- S3 files been reuploaded with additional data appended.
Logstash process all files after the datetime marked by the last run of processing. - Local file system files being copy pasted over with updates from other locations
Files are handled with descriptors, so they can be renamed or moved without affecting logstash tailing the file. However, when they are overwritten, they are considered to be a completely different file and all the data in the file will be reprocessed. - Losing / deleting the since db file used to track progress.

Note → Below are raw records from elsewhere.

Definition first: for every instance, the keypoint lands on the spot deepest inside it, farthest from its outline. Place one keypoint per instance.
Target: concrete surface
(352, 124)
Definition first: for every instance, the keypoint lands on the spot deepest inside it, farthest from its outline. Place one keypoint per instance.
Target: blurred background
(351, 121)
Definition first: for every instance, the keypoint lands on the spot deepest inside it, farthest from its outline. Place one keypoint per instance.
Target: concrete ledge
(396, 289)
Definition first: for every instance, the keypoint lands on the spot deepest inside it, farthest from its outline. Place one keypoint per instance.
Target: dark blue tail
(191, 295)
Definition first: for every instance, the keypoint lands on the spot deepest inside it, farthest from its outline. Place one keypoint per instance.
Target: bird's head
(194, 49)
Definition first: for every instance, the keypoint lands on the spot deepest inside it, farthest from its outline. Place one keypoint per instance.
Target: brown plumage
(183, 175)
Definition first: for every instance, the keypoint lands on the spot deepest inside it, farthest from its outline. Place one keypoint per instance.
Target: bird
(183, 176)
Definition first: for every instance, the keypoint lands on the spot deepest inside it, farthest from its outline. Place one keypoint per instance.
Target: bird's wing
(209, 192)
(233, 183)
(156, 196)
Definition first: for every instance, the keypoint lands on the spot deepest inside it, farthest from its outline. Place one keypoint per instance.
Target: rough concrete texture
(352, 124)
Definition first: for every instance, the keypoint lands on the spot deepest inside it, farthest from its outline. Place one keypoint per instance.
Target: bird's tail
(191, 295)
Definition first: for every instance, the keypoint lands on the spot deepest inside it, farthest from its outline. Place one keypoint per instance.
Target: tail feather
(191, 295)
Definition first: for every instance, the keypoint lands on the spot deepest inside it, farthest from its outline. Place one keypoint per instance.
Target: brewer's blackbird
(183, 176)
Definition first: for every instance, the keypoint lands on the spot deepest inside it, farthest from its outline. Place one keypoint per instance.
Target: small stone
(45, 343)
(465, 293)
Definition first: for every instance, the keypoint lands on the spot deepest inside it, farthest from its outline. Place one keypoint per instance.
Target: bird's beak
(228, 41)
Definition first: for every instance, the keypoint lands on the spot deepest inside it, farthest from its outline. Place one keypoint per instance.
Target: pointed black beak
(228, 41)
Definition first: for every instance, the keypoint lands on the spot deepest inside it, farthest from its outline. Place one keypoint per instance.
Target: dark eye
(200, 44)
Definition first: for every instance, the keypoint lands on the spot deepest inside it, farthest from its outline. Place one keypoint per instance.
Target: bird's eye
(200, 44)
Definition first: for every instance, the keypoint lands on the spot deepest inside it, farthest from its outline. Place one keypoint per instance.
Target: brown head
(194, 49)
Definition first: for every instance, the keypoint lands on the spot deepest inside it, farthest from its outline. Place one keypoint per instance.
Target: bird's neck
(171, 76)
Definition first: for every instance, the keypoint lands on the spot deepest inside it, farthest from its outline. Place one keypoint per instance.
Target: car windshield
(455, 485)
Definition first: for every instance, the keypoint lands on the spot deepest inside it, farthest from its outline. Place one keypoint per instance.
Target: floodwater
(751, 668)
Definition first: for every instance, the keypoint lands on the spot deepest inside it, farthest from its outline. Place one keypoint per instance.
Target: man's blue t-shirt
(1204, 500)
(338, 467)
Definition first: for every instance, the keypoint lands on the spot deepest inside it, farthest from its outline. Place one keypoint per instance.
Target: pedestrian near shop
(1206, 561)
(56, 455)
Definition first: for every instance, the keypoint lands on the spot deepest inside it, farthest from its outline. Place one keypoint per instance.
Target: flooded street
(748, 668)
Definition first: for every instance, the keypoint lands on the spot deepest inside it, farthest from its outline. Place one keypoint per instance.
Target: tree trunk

- And I'm sure there can be more.
The solution is actually surprisingly simple. Calculate a hash of the event message and use that as the document id for elasticsearch. Here's a sample config:
input {
#something. anything.
}
filter {
mutate {
add_field => ["logstash_checksum", "%{message}"]
}
anonymize {
fields => ["logstash_checksum"]
algorithm => "MD5"
key => "a"
}
}
output {
elasticsearch {
host => "127.0.0.1"
document_id => '%{logstash_checksum}'
}
}
Note that this works best with events that already contains the timestamp such as web server access log from IIS, apache, etc, load balancer logs, etc. It would be a bad idea to apply this technique to stream based log entries that rely on timestamp at the time of injestion by logstash.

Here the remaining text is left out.